Dick wrote a large number of short stories throughout his career, many brilliant, most fascinating and some deserving of the moniker ‘pulp’. The most recent collection I read - The Father Thing: Volume Three of the Collected Stories (1987) had some of his greats, like The Golden Man and Null – O. These stories are brilliant distillations of Dick’s imagination and his disturbing world-view. He was also a prolific writer of novels, typing at mad speeds under the influence of legally prescribed amphetamines; he was hooked on them for well over a decade. During 1963 – 1964 alone Dick produced 11 science fiction novels, including two that I’ve read in recent years – Dr Bloodmoney (1965) and The Three Stigmata of Palmer Eldritch (1965).

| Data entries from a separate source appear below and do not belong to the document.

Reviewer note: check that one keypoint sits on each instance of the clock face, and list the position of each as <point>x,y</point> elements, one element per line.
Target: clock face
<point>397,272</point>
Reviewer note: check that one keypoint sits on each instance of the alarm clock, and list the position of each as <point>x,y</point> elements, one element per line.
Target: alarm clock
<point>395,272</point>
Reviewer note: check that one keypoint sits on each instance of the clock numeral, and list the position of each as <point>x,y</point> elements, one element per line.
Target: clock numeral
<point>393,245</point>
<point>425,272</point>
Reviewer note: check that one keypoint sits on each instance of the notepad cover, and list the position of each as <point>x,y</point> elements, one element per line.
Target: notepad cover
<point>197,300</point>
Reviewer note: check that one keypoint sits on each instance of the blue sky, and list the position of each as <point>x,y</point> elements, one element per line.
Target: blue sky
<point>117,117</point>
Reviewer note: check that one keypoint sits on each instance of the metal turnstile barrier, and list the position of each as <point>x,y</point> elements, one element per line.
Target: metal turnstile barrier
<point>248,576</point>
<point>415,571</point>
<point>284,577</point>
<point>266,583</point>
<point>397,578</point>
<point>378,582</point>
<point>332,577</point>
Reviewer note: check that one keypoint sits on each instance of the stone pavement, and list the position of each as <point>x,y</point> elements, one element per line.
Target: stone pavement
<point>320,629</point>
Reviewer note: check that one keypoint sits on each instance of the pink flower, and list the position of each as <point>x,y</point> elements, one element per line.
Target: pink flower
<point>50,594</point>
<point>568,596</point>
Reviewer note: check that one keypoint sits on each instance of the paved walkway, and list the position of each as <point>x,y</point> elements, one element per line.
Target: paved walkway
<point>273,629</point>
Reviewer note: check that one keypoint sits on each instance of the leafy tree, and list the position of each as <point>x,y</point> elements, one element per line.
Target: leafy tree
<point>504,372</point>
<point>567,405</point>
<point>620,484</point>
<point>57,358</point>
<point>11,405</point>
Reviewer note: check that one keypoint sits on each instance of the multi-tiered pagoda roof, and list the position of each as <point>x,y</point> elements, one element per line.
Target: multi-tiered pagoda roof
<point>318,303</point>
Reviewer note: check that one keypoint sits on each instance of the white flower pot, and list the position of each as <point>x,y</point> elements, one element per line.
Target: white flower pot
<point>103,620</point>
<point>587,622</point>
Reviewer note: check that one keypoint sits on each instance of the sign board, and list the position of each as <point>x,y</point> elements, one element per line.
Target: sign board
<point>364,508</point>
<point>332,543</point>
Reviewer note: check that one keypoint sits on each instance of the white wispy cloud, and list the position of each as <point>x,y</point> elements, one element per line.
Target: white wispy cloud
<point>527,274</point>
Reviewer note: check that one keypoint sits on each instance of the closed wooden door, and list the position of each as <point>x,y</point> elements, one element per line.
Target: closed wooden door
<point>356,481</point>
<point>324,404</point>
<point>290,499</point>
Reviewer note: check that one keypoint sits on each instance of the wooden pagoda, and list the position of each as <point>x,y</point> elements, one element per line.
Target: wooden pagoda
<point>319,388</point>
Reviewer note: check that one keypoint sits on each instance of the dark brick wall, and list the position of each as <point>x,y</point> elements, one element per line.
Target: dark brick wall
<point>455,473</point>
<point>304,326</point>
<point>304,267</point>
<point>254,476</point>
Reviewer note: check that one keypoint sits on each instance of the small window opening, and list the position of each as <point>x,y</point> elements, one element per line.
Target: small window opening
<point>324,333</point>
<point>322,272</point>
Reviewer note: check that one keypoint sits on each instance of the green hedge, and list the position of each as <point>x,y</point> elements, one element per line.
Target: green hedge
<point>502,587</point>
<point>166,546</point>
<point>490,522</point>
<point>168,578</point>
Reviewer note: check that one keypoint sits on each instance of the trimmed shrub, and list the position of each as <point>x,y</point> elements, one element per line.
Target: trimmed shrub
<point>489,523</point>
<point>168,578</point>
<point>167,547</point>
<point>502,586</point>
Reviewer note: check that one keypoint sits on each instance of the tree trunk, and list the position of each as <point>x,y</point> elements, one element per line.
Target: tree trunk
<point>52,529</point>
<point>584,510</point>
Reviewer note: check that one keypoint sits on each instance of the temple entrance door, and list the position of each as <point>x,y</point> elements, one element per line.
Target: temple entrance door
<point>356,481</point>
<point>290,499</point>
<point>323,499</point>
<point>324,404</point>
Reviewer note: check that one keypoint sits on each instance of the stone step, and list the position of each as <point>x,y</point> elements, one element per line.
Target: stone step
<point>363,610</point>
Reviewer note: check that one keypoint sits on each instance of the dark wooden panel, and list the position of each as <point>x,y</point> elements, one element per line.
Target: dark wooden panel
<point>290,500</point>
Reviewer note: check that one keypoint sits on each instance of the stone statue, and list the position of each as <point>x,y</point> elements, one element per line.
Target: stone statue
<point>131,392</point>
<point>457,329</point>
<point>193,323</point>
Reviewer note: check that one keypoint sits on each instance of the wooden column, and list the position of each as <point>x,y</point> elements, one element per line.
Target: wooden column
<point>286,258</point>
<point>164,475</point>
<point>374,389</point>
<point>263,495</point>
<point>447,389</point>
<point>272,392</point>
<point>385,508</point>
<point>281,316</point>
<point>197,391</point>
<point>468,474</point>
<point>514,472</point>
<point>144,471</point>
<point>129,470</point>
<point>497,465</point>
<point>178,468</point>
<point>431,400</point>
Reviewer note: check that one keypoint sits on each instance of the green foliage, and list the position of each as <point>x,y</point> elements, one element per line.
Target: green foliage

The Three Stigmata of Palmer Eldritch is a perfect example of Dick’s obsessions – what is real, how can you tell you know what’s real and what is human? A question that would later be fully explored in Do Androids Dream of Electric Sheep? (1968). Stigmata is bizarre, intense, thoroughly entertaining and above all subverts the reader’s perception of just what science fiction can do. This is true of many of Dick’s books, just start reading and you are in for a wild ride. Stigmata is a great place to start if you are unfamiliar with Dick’s writing.

Dick’s writing mostly negates science fiction’s usual obsession with predicting the future. Most of his books are set in the near future and usually within the confines of the solar system. Furthermore Dick certainly didn’t write space operas, although part of me wished that he had. Dick’s main interest was placing ordinary people in extraordinary situations, usually mind-bending and unfathomable in nature. The events in Dick’s narratives are not only weird to the reader, but also to the protagonists. Dick gets away with presenting weird realities in his stories because his characters are very believable and are usually ordinary individuals the reader can relate to. A great example of this is the policeman in Flow My Tears the Policeman Said (1974) who has to deal with some intensely strange situations, yet he has reoccurring sinus problems and a yearning to connect. Many of his characters are usually neurotic or have very human flaws, like being messy or hopeless at relationships. In fact one could argue that Dick was a humanist science fiction writer. Also, characterisation is one of Dick’s great strengths, something that was often missing in his contemporaries writing. As Divine Invasions reveals, Dick quite often sourced his characters from those around him, his relationships and from his own numerous neurosis.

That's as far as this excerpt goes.